Sigi Stritzl

Personal information
- Full name: Siegfried Stritzl
- Date of birth: April 12, 1944
- Place of birth: Yugoslavia
- Date of death: November 3, 2022 (aged 78)
- Height: 5 ft 6 in (1.68 m)
- Position: Midfielder

Senior career*
- Years: Team / Apps / (Gls)
- 1961–1968: Blau-Weiss Gottschee
- 1969: Baltimore Bays
- 1970: Blau-Weiss Gottschee
- 1971–1973: New York Cosmos / 20 / (3)

International career
- 1968–1973: United States / 11 / (2)

= Siegfried Stritzl =

American soccer player (1944–2022)

Siegfried Stritzl (April 12, 1944 – November 3, 2022) was an American soccer player who was the 1969 North American Soccer League Rookie of the Year. He also earned eleven caps, scoring two goals, with the U.S. national team between 1968 and 1973.

The Sigi Stritzl Award, given to exceptional high school and college students, is named in his honor.

==Professional career==
Stritzl was born in Yugoslavia. He spent six seasons with Blau-Weiss Gottschee of the German American Soccer League (GASL) between 1961 and 1968. In 1961, he was a member of the GASL Junior All Stars on a tour of Germany.^{} In 1963, Blau Weiss-Gottschee won the GASL championship.

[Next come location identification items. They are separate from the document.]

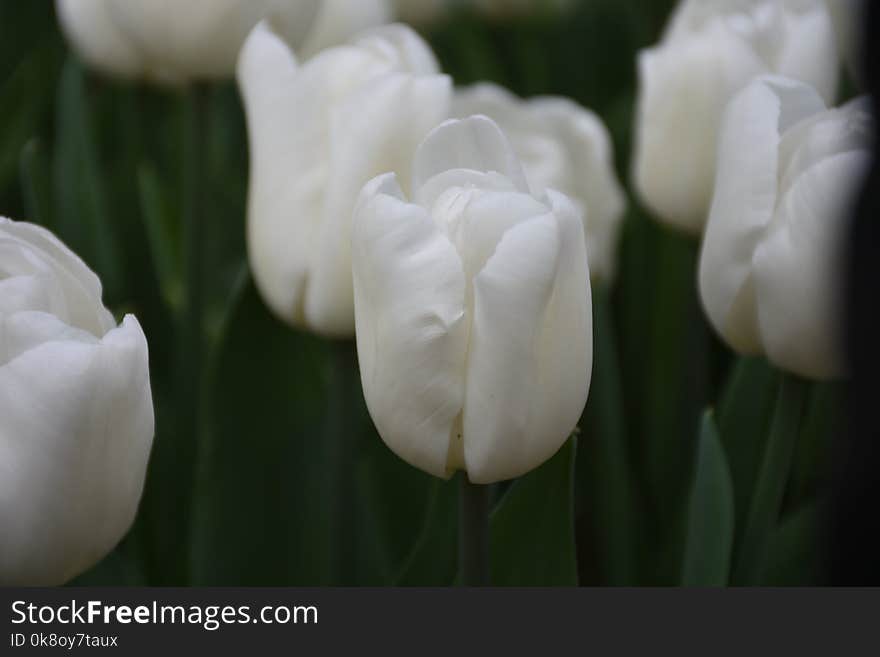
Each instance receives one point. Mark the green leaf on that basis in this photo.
(26, 98)
(711, 513)
(770, 485)
(531, 531)
(260, 514)
(794, 557)
(743, 422)
(605, 481)
(433, 560)
(159, 238)
(35, 183)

In 1969, the Baltimore Bays of the North American Soccer League (NASL) signed Stritzl. While the Bays finished the season with the league's worst record and folded at the end of the season, Stritzl was named the NASL Rookie of the Year. With the collapse of the Bays, Stritzl returned to the Blau Weiss-Gottschee for the 1970 GASL season. However, in 1971, the New York Cosmos of NASL signed Stritzl. He was named as a First Team NASL All Star that season as the Cosmos lost to the Atlanta Chiefs in the playoff semifinals. In 1972, Stritzl was a Second Team All Star, but this year the Cosmos won the league title, defeating the St. Louis Stars. In 1973, Stritzl played his last season in the NASL. Stritzl played forty-seven NASL regular-season and four post-season games. In 1971, he scored three goals in twenty-one games, several on free kicks where he bent the ball around defensive wall formations. Stritzl dubbed this technique his "banana kick".

==International career==
Stritzl earned eleven caps with the U.S. national team. His first game with the national team came in a 4–0 loss to Israel on September 25, 1968. A month later, his second cap came in a world cup qualifying loss to Canada. Stritzl scored his first of two goals with the national team in the 4–2 loss. Stritzl continued to play for each U.S. national team games in 1968 and 1969. His second goal came in a 5–2 loss to Haiti on October 21, 1968. After the U.S. failed to qualify for the 1970 FIFA World Cup, Stritzl was not called into the national team again until a March 20, 1973 loss to Poland when he came on for Manfred Seissler. That was his last game with the national team.

==Personal life and death==
Stritzl died on November 3, 2022, at the age of 78.